Moreover, it becomes increasingly unpleasant and unworkable to deal with code which progressively gets more and more unreliable.

It's expected that if the complexity of a program grows, the state space that the program can occupy grows with it. But with UB you can run into by accident that state space seems to grow exponentially in comparison to a language like Rust.

If you are required to write code at that low level, I would not use anything other than something like rust.

If you are not required to write code at that level. There are many languages with much less uncertainty than C++ which are much more productive than either C++ or rust.

replies(1): >>42166957 #
2. sfink ◴[17 Nov 24 20:32 UTC] No.42166957[source]
> I think unless your code is guaranteed to never interact with any untrusted input it is nowadays an increasingly unacceptable compromise to just accept that your program might have serious flaws which can lead to remote code execution or worse.

I think that's too strong a statement, because it applies to in-development programs. I agree with you if you're talking about released programs, but there can be benefit in leaving open the possibility of detectable flaws, serious or otherwise, while your code is still in development.

It's analogous to only compiling and running in debug mode throughout your development, and then switching to release mode for the final binary. The binary is suboptimal throughout your development process; it's too slow. But as long as the `--release` flag doesn't require any code changes, it's still a better idea than developing entirely in release mode.

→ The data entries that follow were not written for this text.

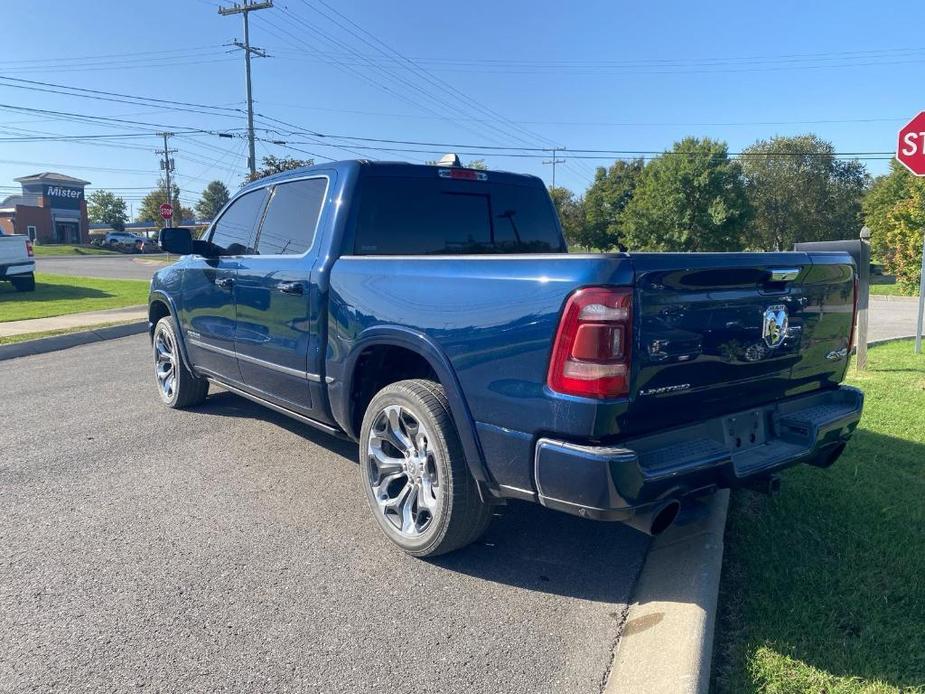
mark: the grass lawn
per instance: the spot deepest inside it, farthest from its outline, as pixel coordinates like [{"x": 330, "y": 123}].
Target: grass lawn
[
  {"x": 884, "y": 285},
  {"x": 50, "y": 333},
  {"x": 823, "y": 587},
  {"x": 56, "y": 295},
  {"x": 68, "y": 249}
]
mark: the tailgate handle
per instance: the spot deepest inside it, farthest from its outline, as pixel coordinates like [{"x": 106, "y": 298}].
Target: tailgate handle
[{"x": 784, "y": 274}]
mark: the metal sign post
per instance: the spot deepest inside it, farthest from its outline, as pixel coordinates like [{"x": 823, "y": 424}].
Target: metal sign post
[
  {"x": 863, "y": 303},
  {"x": 918, "y": 324}
]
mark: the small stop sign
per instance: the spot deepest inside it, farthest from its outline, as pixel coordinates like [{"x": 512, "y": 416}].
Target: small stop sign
[{"x": 910, "y": 150}]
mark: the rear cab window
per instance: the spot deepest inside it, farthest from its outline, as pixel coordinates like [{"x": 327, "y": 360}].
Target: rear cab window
[
  {"x": 292, "y": 216},
  {"x": 233, "y": 232},
  {"x": 439, "y": 215}
]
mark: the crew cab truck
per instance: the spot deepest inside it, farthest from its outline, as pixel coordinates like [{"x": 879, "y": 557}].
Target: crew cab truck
[
  {"x": 434, "y": 315},
  {"x": 17, "y": 261}
]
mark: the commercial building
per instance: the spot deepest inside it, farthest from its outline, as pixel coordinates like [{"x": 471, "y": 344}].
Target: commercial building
[{"x": 51, "y": 209}]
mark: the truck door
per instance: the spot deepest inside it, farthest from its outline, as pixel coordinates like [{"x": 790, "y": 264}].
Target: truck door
[
  {"x": 275, "y": 340},
  {"x": 207, "y": 311}
]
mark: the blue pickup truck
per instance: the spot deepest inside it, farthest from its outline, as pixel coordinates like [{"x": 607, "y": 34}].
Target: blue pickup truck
[{"x": 434, "y": 315}]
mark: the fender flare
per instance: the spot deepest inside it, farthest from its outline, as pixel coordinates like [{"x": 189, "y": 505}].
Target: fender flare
[
  {"x": 419, "y": 343},
  {"x": 164, "y": 298}
]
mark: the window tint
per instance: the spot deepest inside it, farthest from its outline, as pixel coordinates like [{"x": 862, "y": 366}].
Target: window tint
[
  {"x": 420, "y": 216},
  {"x": 233, "y": 232},
  {"x": 289, "y": 224}
]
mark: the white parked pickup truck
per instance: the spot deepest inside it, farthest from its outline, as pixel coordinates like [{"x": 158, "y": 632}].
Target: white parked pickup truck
[{"x": 17, "y": 264}]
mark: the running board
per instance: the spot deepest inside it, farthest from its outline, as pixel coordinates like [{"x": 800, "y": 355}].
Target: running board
[{"x": 326, "y": 428}]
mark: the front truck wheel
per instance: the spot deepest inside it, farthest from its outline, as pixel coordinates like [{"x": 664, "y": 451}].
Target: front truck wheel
[
  {"x": 24, "y": 283},
  {"x": 176, "y": 383},
  {"x": 414, "y": 471}
]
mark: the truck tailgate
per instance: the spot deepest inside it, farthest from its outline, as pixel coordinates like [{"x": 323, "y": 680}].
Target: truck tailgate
[{"x": 724, "y": 332}]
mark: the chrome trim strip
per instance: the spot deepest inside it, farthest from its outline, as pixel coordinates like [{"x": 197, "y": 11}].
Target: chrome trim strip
[
  {"x": 278, "y": 408},
  {"x": 298, "y": 373}
]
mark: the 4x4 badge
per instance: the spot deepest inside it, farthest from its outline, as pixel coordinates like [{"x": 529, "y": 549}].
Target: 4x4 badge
[{"x": 774, "y": 326}]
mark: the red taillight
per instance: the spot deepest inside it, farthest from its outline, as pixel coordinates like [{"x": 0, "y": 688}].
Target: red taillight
[
  {"x": 463, "y": 174},
  {"x": 591, "y": 354},
  {"x": 854, "y": 315}
]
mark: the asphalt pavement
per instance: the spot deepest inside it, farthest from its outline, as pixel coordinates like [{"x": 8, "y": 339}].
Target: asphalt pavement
[
  {"x": 126, "y": 267},
  {"x": 229, "y": 548},
  {"x": 894, "y": 317}
]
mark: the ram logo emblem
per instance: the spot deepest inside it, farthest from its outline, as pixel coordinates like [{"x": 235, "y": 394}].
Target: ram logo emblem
[{"x": 774, "y": 326}]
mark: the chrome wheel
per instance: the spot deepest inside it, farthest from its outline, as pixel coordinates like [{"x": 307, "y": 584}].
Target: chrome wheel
[
  {"x": 165, "y": 363},
  {"x": 403, "y": 471}
]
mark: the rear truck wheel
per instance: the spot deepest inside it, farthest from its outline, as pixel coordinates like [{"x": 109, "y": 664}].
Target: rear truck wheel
[
  {"x": 414, "y": 471},
  {"x": 24, "y": 283},
  {"x": 176, "y": 384}
]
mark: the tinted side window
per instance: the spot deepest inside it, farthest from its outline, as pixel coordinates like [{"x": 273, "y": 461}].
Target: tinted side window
[
  {"x": 422, "y": 216},
  {"x": 289, "y": 224},
  {"x": 233, "y": 233}
]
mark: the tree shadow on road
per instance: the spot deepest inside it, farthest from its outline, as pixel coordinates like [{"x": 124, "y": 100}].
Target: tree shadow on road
[{"x": 527, "y": 545}]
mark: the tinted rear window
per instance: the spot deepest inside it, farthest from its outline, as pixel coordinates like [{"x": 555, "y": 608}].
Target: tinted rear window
[{"x": 423, "y": 216}]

Similarly, the binary could be suboptimal from a correctness standpoint, as long as removing the `--devel` flag only works when the compiler is fully happy. `--devel` could turn some borrow checking failures into warnings and still give you a runnable binary. Or it could allow leaving types underspecified in interfaces, and do an unsound type inference. Best case, it could even do runtime checks and/or coercions to establish the assumptions that the callee was compiled with.

Whether it would be worth the complexity is an open question, but it seems reasonably clear that Rust has a problem with brittleness to development-time change.

replies(1): >>42168913 #
3. Arch-TK ◴[18 Nov 24 01:28 UTC] No.42168913[source]
If you develop C or C++ haphazardly in such a way that you leave a bunch of UB on the table during development then there's little to no chance that you'll have actually erased all presence of it by the end of development.

There currently exist no tools which with complete reliability point out all UB in your program. If any part of your program can have UB and you didn't write it with the explicit intention of not having UB in it at any point then you're going to be left with a tough situation to deal with.

I've read a lot of C in my time and there's codebases which I read and find easy and quick to review because they stick to the rules and only bend them sparingly and then there's codebases which are a pain to evaluate even the most basic parts for errors and UB.

There's no such thing as "detectable UB", there's only UB which your tools have luckily managed to detect.

Leave the UB to the people who can't avoid it, stick to safe languages when you can.